C’è la fame e ci sono le odissee dei migranti. Ma c’è dell’altro: il disconoscimento di identità dei nuovi dannati della terra. Che può significare in rapporto all’ondata islamica?

«Molto. C’è un senso di frustazione atavica nelle masse islamiche che deriva proprio da un secolare e assoluto disconoscimento identitario. Non basta discettare di differenze e di giusto rapporto tra le prime e diritto cosmopolitico. Occorre prima di tutto sentire e comprendere certe sindromi di massa. È un vissuto in cui si intrecciano emozioni religiose, ideologiche, storiche, etniche, in un viluppo di difficile lettura, ma che compone una miscela potenzialmente apocalittica. Dobbiamo distinguere, tra masse arabe, fondamentalisti e terroristi. Per questi ultimi vale una risposta di contrasto bellico, che non può che essere radicale. Per i secondi, una replica di contrasto culturale e capillare. Quanto alle masse arabe, sono le prime vittime dei terroristi. E anche vittime di oligarchie reazionarie, non di rado protette, come sappiamo, dall’occidente per motivi di convenienza geopolitica ed economica. Perciò, rispetto alla nazione araba e islamica, ci vuole un ripensamento globale di tutta la politica seguita fin qui dall’America e dall’Europa».
Come spiega la mentalità delirante del fondamentalismo che sfocia nel terrorismo?

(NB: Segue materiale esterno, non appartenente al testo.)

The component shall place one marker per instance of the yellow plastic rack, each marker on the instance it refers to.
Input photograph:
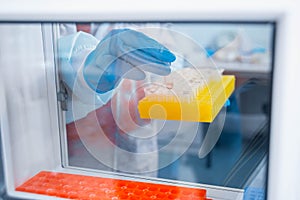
(203, 106)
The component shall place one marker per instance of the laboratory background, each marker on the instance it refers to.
(139, 109)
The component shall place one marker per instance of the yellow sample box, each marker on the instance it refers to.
(189, 94)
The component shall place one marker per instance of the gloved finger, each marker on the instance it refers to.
(160, 68)
(120, 68)
(129, 40)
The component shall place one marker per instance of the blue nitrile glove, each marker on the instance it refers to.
(125, 53)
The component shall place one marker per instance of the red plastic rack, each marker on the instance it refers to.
(82, 187)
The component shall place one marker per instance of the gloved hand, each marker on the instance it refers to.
(125, 53)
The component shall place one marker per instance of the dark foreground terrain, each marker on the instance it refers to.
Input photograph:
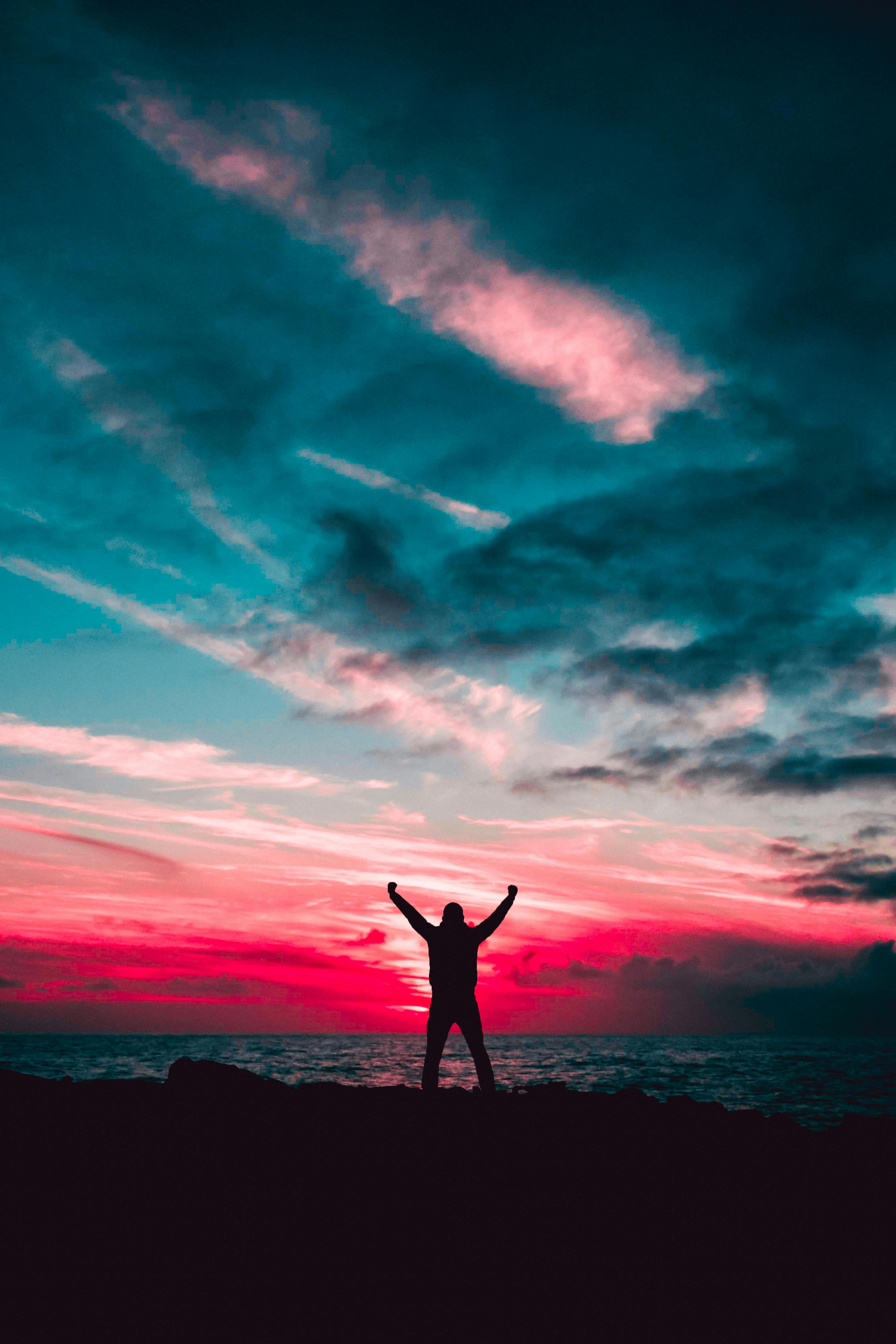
(225, 1206)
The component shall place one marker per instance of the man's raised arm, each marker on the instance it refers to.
(489, 925)
(414, 917)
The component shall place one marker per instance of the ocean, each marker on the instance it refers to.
(815, 1080)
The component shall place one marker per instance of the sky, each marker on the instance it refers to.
(456, 451)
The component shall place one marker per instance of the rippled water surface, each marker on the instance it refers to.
(812, 1080)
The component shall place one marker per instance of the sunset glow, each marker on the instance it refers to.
(414, 480)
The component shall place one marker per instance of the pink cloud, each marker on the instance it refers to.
(140, 759)
(468, 515)
(393, 815)
(597, 360)
(109, 846)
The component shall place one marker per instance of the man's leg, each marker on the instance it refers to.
(471, 1025)
(437, 1029)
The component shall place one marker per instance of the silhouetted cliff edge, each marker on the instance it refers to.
(220, 1205)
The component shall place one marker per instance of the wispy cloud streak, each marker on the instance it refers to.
(468, 515)
(431, 706)
(598, 361)
(139, 421)
(142, 759)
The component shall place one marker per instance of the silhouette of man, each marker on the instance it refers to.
(453, 951)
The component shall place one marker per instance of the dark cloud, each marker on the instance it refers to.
(860, 1001)
(733, 986)
(874, 833)
(805, 775)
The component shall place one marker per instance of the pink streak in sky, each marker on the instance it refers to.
(468, 515)
(109, 846)
(426, 705)
(596, 358)
(257, 921)
(139, 759)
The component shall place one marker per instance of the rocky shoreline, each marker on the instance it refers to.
(220, 1205)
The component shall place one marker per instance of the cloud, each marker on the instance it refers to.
(596, 360)
(468, 515)
(140, 421)
(140, 759)
(393, 815)
(432, 706)
(860, 1001)
(143, 558)
(375, 939)
(807, 773)
(13, 823)
(840, 873)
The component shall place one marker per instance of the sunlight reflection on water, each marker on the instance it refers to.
(815, 1080)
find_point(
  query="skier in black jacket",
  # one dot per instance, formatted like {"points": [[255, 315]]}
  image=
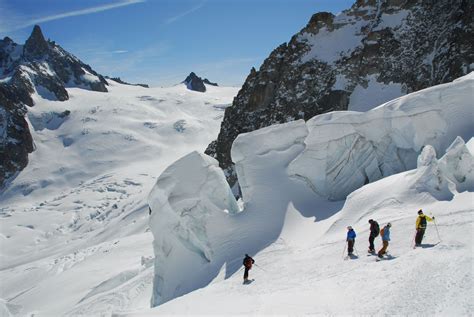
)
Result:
{"points": [[374, 232], [247, 262]]}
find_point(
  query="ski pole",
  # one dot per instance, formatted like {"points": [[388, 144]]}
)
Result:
{"points": [[413, 241], [436, 226], [355, 249]]}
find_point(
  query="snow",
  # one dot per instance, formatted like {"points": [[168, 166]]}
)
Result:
{"points": [[345, 150], [297, 236], [393, 20], [88, 77], [366, 98], [74, 236], [187, 194], [330, 45], [75, 231], [304, 272]]}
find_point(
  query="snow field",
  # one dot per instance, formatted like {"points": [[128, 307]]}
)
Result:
{"points": [[74, 224], [282, 212]]}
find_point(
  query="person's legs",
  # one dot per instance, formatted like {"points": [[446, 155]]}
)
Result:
{"points": [[419, 236], [371, 243], [350, 246], [384, 249], [246, 274]]}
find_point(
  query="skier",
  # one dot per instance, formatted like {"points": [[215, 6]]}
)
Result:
{"points": [[374, 232], [385, 235], [421, 226], [350, 240], [247, 262]]}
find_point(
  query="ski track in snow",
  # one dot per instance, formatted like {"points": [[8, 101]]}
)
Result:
{"points": [[75, 239]]}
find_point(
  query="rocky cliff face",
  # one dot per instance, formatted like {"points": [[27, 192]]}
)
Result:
{"points": [[42, 67], [371, 53], [196, 83]]}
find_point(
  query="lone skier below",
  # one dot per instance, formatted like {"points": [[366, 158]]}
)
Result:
{"points": [[421, 226], [385, 234], [247, 262], [350, 240], [374, 232]]}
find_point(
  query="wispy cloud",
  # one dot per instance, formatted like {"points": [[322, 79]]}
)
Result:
{"points": [[13, 22], [185, 13]]}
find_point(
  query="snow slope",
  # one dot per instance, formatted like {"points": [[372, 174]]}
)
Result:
{"points": [[74, 223], [304, 270], [281, 212]]}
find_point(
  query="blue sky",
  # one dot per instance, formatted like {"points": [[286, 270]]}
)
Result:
{"points": [[159, 42]]}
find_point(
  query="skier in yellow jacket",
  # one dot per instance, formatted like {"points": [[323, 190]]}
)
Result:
{"points": [[421, 226]]}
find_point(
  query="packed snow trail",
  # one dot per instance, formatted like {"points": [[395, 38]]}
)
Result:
{"points": [[304, 271], [198, 233]]}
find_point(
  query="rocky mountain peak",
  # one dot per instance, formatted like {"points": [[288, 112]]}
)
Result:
{"points": [[196, 83], [37, 67], [36, 45], [373, 52]]}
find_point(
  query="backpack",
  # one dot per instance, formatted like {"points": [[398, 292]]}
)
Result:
{"points": [[376, 229], [248, 262], [423, 222]]}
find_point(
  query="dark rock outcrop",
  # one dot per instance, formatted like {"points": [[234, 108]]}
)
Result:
{"points": [[207, 82], [405, 45], [39, 66], [196, 83]]}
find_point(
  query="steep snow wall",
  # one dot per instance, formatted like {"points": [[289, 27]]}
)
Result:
{"points": [[187, 196], [198, 241], [345, 150]]}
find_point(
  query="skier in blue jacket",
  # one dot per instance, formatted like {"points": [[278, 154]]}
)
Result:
{"points": [[350, 240], [385, 234]]}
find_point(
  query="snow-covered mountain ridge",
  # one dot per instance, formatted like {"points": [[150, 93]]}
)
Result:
{"points": [[366, 55], [37, 67], [295, 167], [74, 221]]}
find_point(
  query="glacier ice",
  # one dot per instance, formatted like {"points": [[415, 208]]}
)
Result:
{"points": [[345, 150], [196, 223], [184, 199]]}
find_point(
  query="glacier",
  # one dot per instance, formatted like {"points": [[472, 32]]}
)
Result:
{"points": [[345, 150], [200, 234]]}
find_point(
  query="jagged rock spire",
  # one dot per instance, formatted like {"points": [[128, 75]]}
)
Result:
{"points": [[193, 82], [36, 45]]}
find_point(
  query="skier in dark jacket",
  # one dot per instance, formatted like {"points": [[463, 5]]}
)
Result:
{"points": [[374, 232], [421, 226], [385, 235], [247, 262], [350, 240]]}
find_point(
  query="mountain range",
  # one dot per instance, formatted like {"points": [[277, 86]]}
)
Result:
{"points": [[367, 55]]}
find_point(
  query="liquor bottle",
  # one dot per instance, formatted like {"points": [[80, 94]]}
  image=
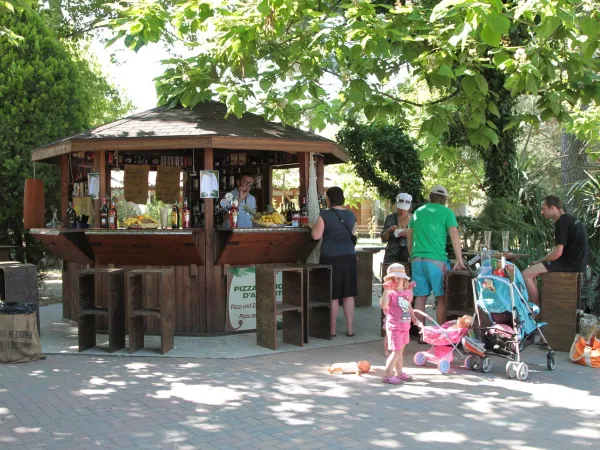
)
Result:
{"points": [[175, 217], [304, 213], [233, 213], [186, 216], [231, 179], [113, 219], [104, 214], [71, 217], [223, 180]]}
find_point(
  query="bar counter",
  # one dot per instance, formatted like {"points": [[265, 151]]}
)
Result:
{"points": [[202, 283]]}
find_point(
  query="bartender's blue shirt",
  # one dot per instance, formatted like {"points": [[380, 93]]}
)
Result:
{"points": [[244, 218]]}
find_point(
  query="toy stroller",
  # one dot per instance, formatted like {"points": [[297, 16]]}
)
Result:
{"points": [[505, 323], [444, 341]]}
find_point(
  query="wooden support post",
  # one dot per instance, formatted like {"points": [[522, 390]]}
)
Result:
{"points": [[64, 188], [320, 175], [209, 252], [303, 162]]}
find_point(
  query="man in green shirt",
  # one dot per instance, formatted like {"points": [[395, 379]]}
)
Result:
{"points": [[426, 235]]}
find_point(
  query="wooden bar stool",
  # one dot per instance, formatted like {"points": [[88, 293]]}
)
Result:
{"points": [[317, 300], [112, 283], [164, 283], [267, 308]]}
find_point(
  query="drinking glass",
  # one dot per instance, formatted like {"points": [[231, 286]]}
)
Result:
{"points": [[487, 239], [505, 240]]}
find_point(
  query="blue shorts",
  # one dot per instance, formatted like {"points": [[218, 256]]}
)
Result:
{"points": [[429, 276]]}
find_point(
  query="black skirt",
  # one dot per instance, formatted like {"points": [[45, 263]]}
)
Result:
{"points": [[344, 277]]}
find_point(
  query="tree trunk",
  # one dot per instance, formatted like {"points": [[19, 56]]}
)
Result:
{"points": [[573, 161]]}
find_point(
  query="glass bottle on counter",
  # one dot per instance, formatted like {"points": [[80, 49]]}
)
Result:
{"points": [[223, 180], [303, 213], [231, 179], [186, 216], [113, 217], [175, 217], [233, 213], [104, 214], [71, 217]]}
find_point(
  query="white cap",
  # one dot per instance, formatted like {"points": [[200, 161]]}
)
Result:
{"points": [[439, 189], [396, 270], [403, 201]]}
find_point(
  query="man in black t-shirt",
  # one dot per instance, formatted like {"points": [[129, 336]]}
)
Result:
{"points": [[570, 247]]}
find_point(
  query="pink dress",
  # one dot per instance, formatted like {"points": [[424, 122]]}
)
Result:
{"points": [[397, 319]]}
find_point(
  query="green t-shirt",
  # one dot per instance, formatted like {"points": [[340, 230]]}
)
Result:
{"points": [[430, 224]]}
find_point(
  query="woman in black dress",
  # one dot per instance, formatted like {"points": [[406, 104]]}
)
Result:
{"points": [[394, 230], [336, 226]]}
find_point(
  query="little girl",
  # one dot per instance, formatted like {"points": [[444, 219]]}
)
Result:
{"points": [[396, 304]]}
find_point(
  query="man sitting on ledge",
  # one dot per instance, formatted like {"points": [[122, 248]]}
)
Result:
{"points": [[570, 247]]}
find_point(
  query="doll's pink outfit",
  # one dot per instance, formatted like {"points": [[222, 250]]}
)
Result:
{"points": [[397, 319]]}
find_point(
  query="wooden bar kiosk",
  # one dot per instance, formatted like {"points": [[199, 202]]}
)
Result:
{"points": [[209, 260]]}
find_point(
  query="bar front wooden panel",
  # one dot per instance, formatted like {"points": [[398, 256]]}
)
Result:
{"points": [[251, 247], [140, 249]]}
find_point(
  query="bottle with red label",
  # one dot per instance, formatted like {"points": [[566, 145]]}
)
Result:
{"points": [[113, 217], [186, 216]]}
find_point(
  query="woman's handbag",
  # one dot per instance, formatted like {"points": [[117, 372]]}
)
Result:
{"points": [[352, 236], [585, 353]]}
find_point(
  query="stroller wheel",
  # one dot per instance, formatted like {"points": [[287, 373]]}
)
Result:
{"points": [[511, 369], [522, 371], [550, 361], [420, 359], [443, 366], [486, 364], [469, 362]]}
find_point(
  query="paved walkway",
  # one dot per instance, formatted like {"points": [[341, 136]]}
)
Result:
{"points": [[288, 400]]}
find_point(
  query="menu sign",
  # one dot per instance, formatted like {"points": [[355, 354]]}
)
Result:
{"points": [[135, 184], [167, 184]]}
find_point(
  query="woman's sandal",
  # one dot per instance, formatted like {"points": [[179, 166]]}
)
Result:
{"points": [[392, 380], [405, 377]]}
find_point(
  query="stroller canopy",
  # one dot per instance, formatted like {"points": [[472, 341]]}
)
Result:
{"points": [[494, 296]]}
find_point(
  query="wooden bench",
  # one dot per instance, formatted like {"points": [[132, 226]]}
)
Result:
{"points": [[317, 300], [291, 308], [164, 291], [560, 297], [112, 282], [19, 284]]}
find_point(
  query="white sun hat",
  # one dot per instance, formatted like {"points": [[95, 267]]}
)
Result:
{"points": [[396, 270], [403, 201]]}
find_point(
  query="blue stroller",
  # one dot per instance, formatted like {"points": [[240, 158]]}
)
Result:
{"points": [[504, 323]]}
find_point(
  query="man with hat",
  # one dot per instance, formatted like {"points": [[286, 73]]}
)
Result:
{"points": [[426, 236]]}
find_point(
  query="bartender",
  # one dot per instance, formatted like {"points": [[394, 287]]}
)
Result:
{"points": [[244, 182]]}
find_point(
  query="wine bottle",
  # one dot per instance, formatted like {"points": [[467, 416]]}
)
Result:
{"points": [[113, 222], [104, 214], [175, 217], [186, 216]]}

«Nella storia occidentale abbiamo avuto esempi affini, anche se non eguali. Penso a Hitler e alla sua cerchia, che dinanzi alla sconfitta ipotizzarono la distruzione suicida della Germania. Alla base c’è lo scambio tra la vita e la morte come autoaffermazione maniacale di onnipotenza sull’abisso. Alimentata nel terrorismo da fraintendimenti religiosi. È proprio la logica immunitaria a voler esaltare la vita tramite la sua negazione. Una sorta di conquista dell’immortalità attraverso l’ingerimento del veleno come fosse un vaccino: gli uomini-bomba. Il rischio a questo punto è quello di un qualche contagio. Non certo nel senso di imitare i kamikaze ma di attivare repliche simmetriche e speculari, che moltiplicano e diffondono la follia della violenza. Da questo punto di vista l’errore dell’Iraq è stato paradigmatico».
Da ultimo le chiedo: è ormai il fattore identitario il motore della storia? Insomma, ha avuto ragione il culturalista Max Weber contro il classista Karl Marx?

«Non so se abbia avuto ragione Weber su Marx. Ma senza dubbio il dato identitario si sta definendo come uno dei fattori più potenti della storia contemporanea. Anche in termini di “Potere”, per dirla con Foucault. E del resto Elias Canetti lo aveva capito bene. Quando decriveva l’essenza del Potere come desiderio di sopravvivere agli altri e a tutto il resto. Solitudine e delirio di assoluta identità. Che è poi il fantasma base di ogni fondamentalismo».